Traumatic events come in a variety of shades and how they affect people is unique to the individual. Such experiences might be embedded in fearful, helpless, or horrific moments that correlate with near-death experiences, serious injuries, or threats to the physical integrity of themselves or others.

The post-traumatic experience can be unrelenting. It can create nightmares and summon flashbacks of the experience. It can cause the individual to avoid certain places, people, and activities while also increasing one’s anxiety and insomnia. This overbearing phenomenon wears on the individual. It could encourage one to potentially seek any means to solve this misery, an understandable scenario, given the circumstances.

What Brain Processes Relate to PTSD?

Scientists believe that PTSD may occur because of complex occurrences in the brain. One section of the brain, the hypothalamus, releases the corticotropin-releasing factor (CRF), which triggers the pituitary gland to release adrenocorticotropic hormone. These processes stimulate the adrenal glands to release glucocorticoid (cortisol). Cortisol affects the pituitary gland as well as the hypothalamus and another region of the brain, the hippocampus. CRF is responsible for mediating fear-based behaviors and triggers other neurochemical responses to stress, such as the noradrenergic system. When this system activates, it could produce the hyper alert and vigilant behaviors often seen in PTSD.

What Is the Feedback Loop of PTSD?

For the mind and body to integrate events, they must translate such events into some type of language, even a subconscious language. Neural pathways take thoughts that are related to experiences, send them to the language regions of the brain to be processed, and then send them back to other areas of the brain. However, the brain does not process the event that caused PTSD correctly, so the brain sends those thoughts back. The thoughts bounce back and forth since they and become trapped in the automated nervous system. This creates a feedback loop.

When stuck in this feedback loop, the individual can experience a number of side effects, including:

  • Taut and tense muscles
  • Problems concentrating and reasoning
  • Hypervigilant behavior
  • Re-experiences of past events

Individuals caught in this loop can feel physically and mentally frozen, similar to a deer staring into headlights. Much like a landmine waiting for someone to step on it, certain sights, smells, touches, sounds, or other sensations that bring back memories of the traumatic events can trigger PTSD symptoms.

How Do People Treat PTSD?

In some ways, it is understandable why some people turn to substances such as drugs and alcohol to relieve their PTSD, since they are seeking relief from the psychological curse of the disorder. But therapy and properly managed medications such as Zoloft and Prozac are better ways to combat the symptoms of PTSD than self-medicating with illegal drugs or alcohol. Even though medication and therapy can be effective tools to deal with PTSD, many people, such as police officers and other first responders, never learn proper psychological strategies to cope with the disorder. Many default to self-treatment or avoidance tactics.

Brian A. Chopko, an associate professor of sociology at Kent State University, conducted a study to understand the relationship between mindfulness and PTSD in law enforcement. Chopko suggests that employers help employees recognize the traumatic symptoms of PTSD. He says that mindfulness as well as spiritual and religious practices can help encourage personal growth after trauma. Conversely, avoidance strategies suppress thoughts, feelings, and emotions of events. This is being in a state of mindlessness, since the individual is not taking action towards acknowledging the fact that the event happened.

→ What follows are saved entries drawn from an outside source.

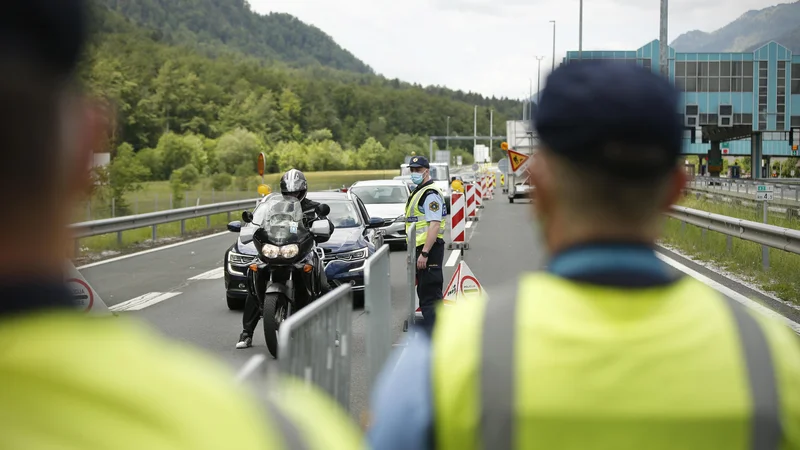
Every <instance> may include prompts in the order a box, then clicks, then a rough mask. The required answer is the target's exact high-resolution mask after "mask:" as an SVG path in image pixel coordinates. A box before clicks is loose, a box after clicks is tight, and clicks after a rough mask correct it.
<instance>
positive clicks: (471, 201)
mask: <svg viewBox="0 0 800 450" xmlns="http://www.w3.org/2000/svg"><path fill="white" fill-rule="evenodd" d="M464 190H465V192H466V193H467V220H475V218H476V217H477V215H476V214H475V211H477V208H476V206H477V204H476V200H475V197H476V195H475V185H474V184H468V185H466V186H464Z"/></svg>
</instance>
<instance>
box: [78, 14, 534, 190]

So, although it may sound counter-intuitive, mindfully revisiting trauma through exposure therapy can help a person heal. When the individual purposefully re-experiences the traumatic event, the thoughts and emotions that are embedded within the event might begin to subside.

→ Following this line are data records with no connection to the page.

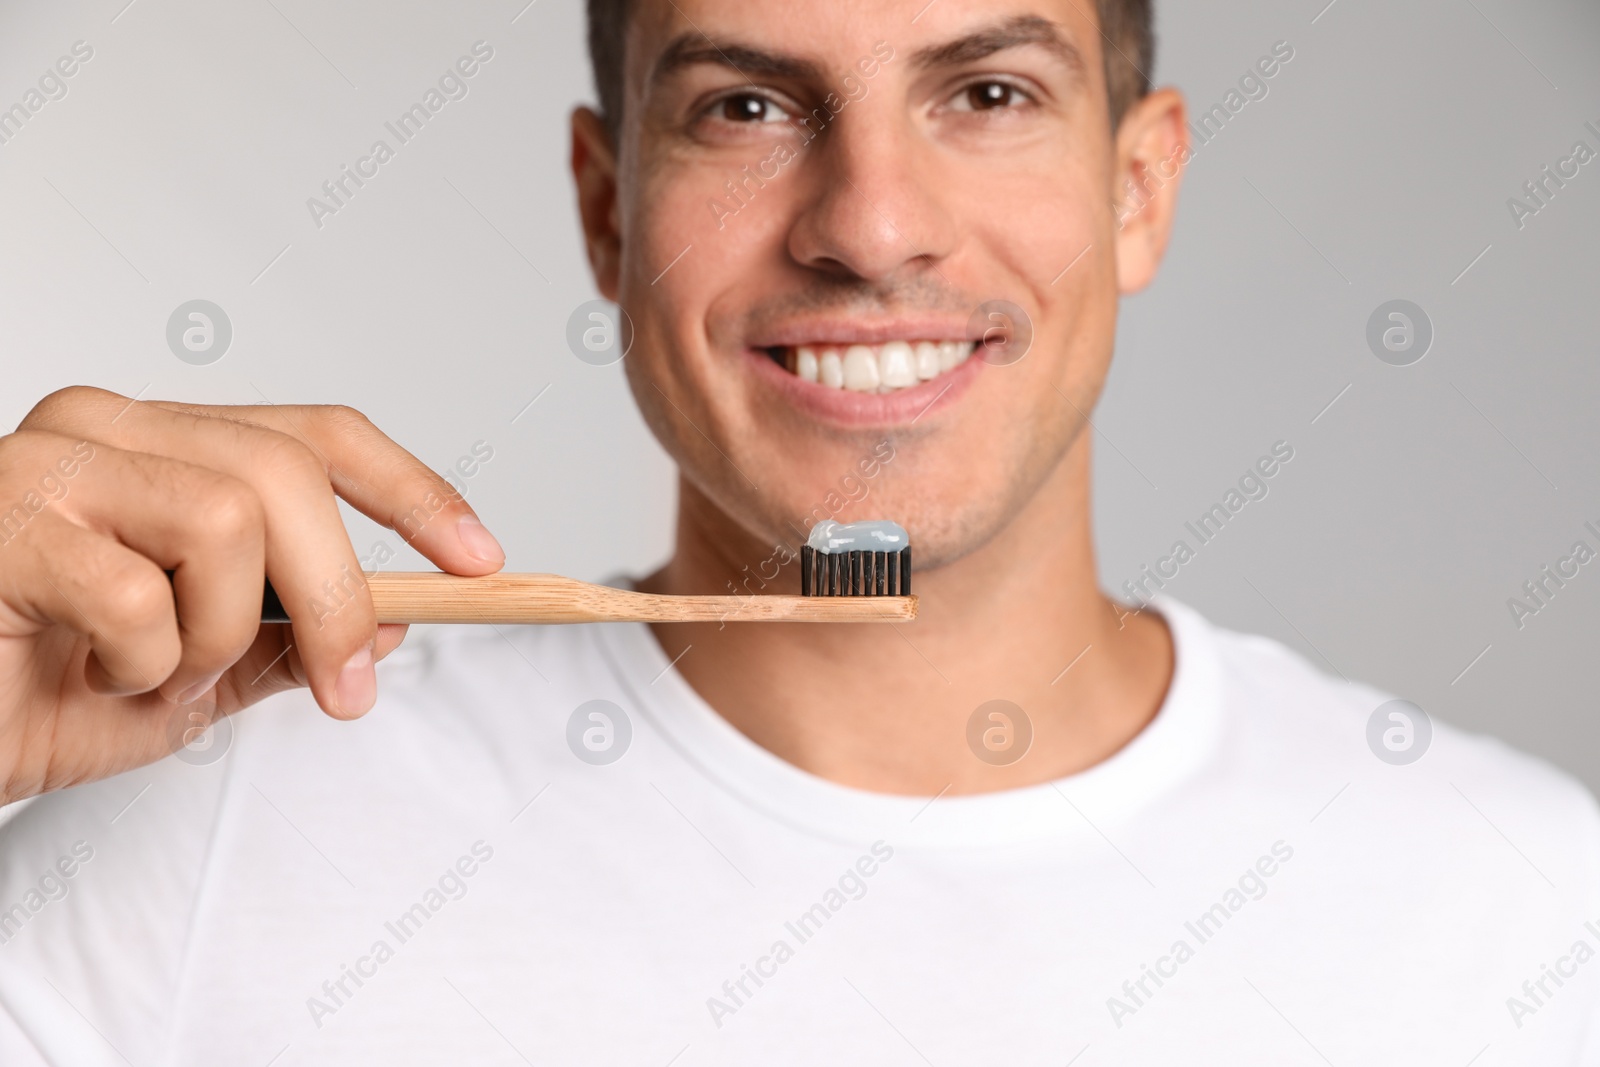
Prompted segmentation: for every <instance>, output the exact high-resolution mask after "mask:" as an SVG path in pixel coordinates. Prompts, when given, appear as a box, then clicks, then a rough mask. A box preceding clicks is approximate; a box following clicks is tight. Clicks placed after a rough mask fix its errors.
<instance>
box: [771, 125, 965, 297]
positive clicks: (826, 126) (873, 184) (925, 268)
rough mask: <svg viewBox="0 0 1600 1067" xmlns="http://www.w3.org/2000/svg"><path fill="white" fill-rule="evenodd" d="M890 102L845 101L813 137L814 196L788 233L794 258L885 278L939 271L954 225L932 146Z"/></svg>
mask: <svg viewBox="0 0 1600 1067" xmlns="http://www.w3.org/2000/svg"><path fill="white" fill-rule="evenodd" d="M886 104H888V101H882V102H880V101H878V99H866V101H861V102H854V104H846V106H845V107H843V110H840V114H837V115H834V118H832V122H830V123H829V125H827V126H824V128H822V130H821V131H819V133H818V134H816V139H814V141H811V144H810V149H808V154H811V160H810V166H808V168H806V170H808V171H810V179H811V187H813V189H814V195H813V197H811V200H810V202H808V203H805V205H803V206H802V210H800V213H798V214H797V218H795V221H794V226H792V229H790V232H789V254H790V256H794V259H795V262H798V264H802V266H805V267H811V269H814V270H822V272H827V274H830V275H838V277H854V278H862V280H866V282H885V280H891V278H894V277H896V275H910V274H918V272H922V270H926V269H934V270H936V269H938V264H939V262H941V261H942V259H946V258H947V256H949V254H950V253H952V251H954V248H955V240H957V226H955V219H954V218H952V214H950V211H949V210H947V206H946V203H944V200H942V197H941V195H939V194H941V189H939V181H938V179H939V171H938V165H936V162H934V160H933V158H930V157H931V155H933V152H931V146H928V144H925V142H923V141H922V138H920V136H918V134H917V131H915V128H914V125H912V123H910V122H909V120H907V118H906V115H901V114H896V110H894V109H891V107H888V106H886Z"/></svg>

Native Americans healing arts aim to reduce the use of avoidance tactics in coping with traumatic stress. Native American practitioners sometimes interpret dreams and use holistic methods to alter people’s consciousness and help them heal traumatic memories that were stored in the unconscious.

How Are Mindfulness and Addiction Treatment Connected to PTSD?

The theory of mindfulness is commonly known as a state of being aware and attentive in the present moment. Mindfulness seeks to increase skillful behavior and acceptance strategies. Mindfulness and healing sometimes seem to be cases of easier said than done, however. Avoidance tactics often feel the most secure to many, even those without PTSD. To avoid the reoccurring experiences of PTSD, some turn to abusing drugs and alcohol, as substance abuse can both numb the symptoms and distract the suffering individuals.

Drug addiction help can be a solution that can provide strategies and holistic therapies. Such assistance can teach those struggling with addiction how to prevent avoidance behaviors and achieve self-empowerment. PTSD is a phenomenon that is still being researched today. There are methods that can be taught to help people address and treat this illness.

Substance abuse and other avoidance tactics can be means to postponing the effects of PTSD, but they are not solutions. Therapeutic treatments, counseling, and proper medication are better tools to assist those who suffer and teach them proper strategies to overcome PTSD. Such tools can help them actively confront the condition, not passively avoid it.